Objective with simulated wall time

Asynchronous Random Search

Random search is embarrassingly parallel — each trial is independent. With K machines, you’d hope for K \times speedup. But synchronous parallelism wastes time on stragglers: every batch of K trials waits for the slowest one.

Asynchronous random search keeps every worker busy: when one finishes, immediately give it a new config. Total wall-clock time scales much better.

Sync vs async parallel HPO: async avoids idle workers when trials finish at different times.

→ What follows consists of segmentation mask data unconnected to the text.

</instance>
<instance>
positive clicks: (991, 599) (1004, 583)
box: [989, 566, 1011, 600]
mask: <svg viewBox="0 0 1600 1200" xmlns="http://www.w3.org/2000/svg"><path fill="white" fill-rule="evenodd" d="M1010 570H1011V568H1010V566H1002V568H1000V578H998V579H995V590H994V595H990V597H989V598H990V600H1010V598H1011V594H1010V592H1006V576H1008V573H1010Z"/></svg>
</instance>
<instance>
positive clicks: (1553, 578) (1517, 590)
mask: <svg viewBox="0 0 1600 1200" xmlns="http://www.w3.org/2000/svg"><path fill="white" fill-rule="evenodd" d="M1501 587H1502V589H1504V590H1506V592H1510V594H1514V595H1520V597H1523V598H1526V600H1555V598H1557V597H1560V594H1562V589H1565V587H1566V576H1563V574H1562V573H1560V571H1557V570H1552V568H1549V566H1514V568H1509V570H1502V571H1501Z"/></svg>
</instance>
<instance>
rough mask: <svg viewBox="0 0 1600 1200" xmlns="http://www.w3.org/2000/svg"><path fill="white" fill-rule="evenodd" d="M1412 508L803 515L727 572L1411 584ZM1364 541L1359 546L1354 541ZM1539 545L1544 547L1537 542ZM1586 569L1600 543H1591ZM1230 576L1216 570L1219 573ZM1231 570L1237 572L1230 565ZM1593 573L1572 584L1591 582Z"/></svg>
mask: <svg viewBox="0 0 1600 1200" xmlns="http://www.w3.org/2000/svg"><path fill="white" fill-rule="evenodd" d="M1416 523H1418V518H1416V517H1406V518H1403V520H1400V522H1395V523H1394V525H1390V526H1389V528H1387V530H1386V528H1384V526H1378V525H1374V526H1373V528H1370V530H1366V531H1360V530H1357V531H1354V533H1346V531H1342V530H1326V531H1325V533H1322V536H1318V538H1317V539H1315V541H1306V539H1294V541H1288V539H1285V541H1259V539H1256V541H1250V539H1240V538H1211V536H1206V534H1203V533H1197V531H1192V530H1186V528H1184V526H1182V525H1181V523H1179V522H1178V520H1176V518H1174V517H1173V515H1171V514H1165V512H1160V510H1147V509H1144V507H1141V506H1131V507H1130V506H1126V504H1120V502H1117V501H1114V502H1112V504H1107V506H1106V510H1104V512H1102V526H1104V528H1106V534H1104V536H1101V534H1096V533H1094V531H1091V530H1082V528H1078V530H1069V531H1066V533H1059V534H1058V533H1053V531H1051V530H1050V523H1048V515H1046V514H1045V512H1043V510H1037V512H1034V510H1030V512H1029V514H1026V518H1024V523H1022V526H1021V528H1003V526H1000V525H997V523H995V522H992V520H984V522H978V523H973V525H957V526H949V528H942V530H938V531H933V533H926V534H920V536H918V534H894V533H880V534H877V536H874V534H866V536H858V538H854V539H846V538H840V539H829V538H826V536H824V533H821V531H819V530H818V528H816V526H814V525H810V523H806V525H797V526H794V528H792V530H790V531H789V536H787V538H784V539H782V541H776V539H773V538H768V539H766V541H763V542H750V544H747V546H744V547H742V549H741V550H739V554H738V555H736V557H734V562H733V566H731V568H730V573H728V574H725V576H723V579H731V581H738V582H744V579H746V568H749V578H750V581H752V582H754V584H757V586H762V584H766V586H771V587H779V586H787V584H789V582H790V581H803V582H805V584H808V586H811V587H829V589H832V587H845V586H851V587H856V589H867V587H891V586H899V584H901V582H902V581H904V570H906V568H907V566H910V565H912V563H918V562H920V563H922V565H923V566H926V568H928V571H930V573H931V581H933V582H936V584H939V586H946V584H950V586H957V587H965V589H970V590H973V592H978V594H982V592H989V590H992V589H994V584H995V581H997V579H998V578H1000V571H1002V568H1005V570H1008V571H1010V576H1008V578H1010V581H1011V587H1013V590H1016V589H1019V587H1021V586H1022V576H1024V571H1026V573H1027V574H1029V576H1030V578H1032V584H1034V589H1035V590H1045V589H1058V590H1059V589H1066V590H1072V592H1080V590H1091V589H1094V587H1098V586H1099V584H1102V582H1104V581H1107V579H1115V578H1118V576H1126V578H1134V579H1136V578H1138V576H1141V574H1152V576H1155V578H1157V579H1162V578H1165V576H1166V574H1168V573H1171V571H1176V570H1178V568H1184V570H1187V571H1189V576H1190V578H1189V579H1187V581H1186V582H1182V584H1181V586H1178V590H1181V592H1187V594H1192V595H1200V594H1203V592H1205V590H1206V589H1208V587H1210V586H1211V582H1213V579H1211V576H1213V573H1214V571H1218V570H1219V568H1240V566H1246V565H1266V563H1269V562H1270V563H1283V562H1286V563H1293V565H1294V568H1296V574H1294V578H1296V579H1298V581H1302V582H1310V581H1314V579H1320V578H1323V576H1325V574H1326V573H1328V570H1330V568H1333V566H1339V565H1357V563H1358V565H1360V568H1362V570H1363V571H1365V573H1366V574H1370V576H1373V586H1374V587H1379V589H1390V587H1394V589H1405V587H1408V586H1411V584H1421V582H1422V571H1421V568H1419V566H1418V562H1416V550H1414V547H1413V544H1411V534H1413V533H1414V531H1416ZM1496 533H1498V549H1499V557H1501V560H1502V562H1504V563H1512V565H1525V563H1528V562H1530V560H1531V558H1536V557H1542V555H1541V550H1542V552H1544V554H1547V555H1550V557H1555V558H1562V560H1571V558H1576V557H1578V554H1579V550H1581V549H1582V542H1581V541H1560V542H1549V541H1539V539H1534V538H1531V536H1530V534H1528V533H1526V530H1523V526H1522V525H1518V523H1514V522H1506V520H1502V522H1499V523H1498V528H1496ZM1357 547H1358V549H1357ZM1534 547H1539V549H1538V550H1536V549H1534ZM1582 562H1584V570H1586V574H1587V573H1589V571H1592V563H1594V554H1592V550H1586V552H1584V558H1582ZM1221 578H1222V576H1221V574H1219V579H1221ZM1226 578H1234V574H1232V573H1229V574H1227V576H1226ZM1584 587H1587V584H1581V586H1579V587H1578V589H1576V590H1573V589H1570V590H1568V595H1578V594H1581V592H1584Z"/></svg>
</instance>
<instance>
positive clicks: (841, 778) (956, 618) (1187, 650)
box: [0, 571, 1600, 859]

This deck wires up an async scheduler around the API abstraction from the previous deck.

Setup

A toy objective whose runtime depends on the hyperparameters — exposes the straggler problem clearly:

def hpo_objective_lenet_synetune(learning_rate, batch_size, max_epochs):
    from d2l import torch as d2l    
    from syne_tune import Reporter

    model = d2l.LeNet(lr=learning_rate, num_classes=10)
    trainer = d2l.HPOTrainer(max_epochs=1, num_gpus=1)
    data = d2l.FashionMNIST(batch_size=batch_size)
    model.apply_init([next(iter(data.get_dataloader(True)))[0]], d2l.init_cnn)
    report = Reporter() 
    for epoch in range(1, max_epochs + 1):
        if epoch == 1:
            # Initialize the state of Trainer
            trainer.fit(model=model, data=data) 
        else:
            trainer.fit_epoch()
        validation_error = d2l.numpy(trainer.validation_error().cpu())
        report(epoch=epoch, validation_error=float(validation_error))

Async scheduler

Maintain a worker pool; on each tick, dispatch new trials to free workers; collect completed trial results asynchronously:

n_workers = 2  # Needs to be <= the number of available GPUs

max_wallclock_time = 2 * 60  # 2 minutes
mode = "min"
metric = "validation_error"

Scheduler (cont.)

config_space = {
    "learning_rate": loguniform(1e-2, 1),
    "batch_size": randint(32, 256),
    "max_epochs": 10,
}
initial_config = {
    "learning_rate": 0.1,
    "batch_size": 128,
}
trial_backend = PythonBackend(
    tune_function=hpo_objective_lenet_synetune,
    config_space=config_space,
)

Wiring up the loop

scheduler = RandomSearch(
    config_space,
    metric=metric,
    mode=mode,
    points_to_evaluate=[initial_config],
)
stop_criterion = StoppingCriterion(max_wallclock_time=max_wallclock_time)

tuner = Tuner(
    trial_backend=trial_backend,
    scheduler=scheduler, 
    stop_criterion=stop_criterion,
    n_workers=n_workers,
    print_update_interval=int(max_wallclock_time * 0.6),
)

Loop (cont.)

Run the tuner, then load the experiment results. The raw Syne Tune logs contain local paths and backend commands, so the slide keeps the plot-producing analysis cell instead of the console transcript.

d2l.set_figsize()
tuning_experiment = load_experiment(tuner.name)
tuning_experiment.plot()

Wall-clock advantage

Plot best-seen-vs-time for sync vs async. Async always makes progress; sync sits idle while waiting for stragglers:

d2l.set_figsize([6, 2.5])
results = tuning_experiment.results

for trial_id in results.trial_id.unique():
    df = results[results["trial_id"] == trial_id]
    d2l.plt.plot(
        df["st_tuner_time"],
        df["validation_error"],
        marker="o"
    )
    
d2l.plt.xlabel("wall-clock time")
d2l.plt.ylabel("objective function")

Recap

  • Async random search ≈ sync random search statistically, but much better wall-clock-wise.
  • The skeleton (worker pool, dispatch on availability) generalizes to any HPO algorithm — not just random search.
  • Production HPO libraries (SyneTune, Ray Tune) make async the default.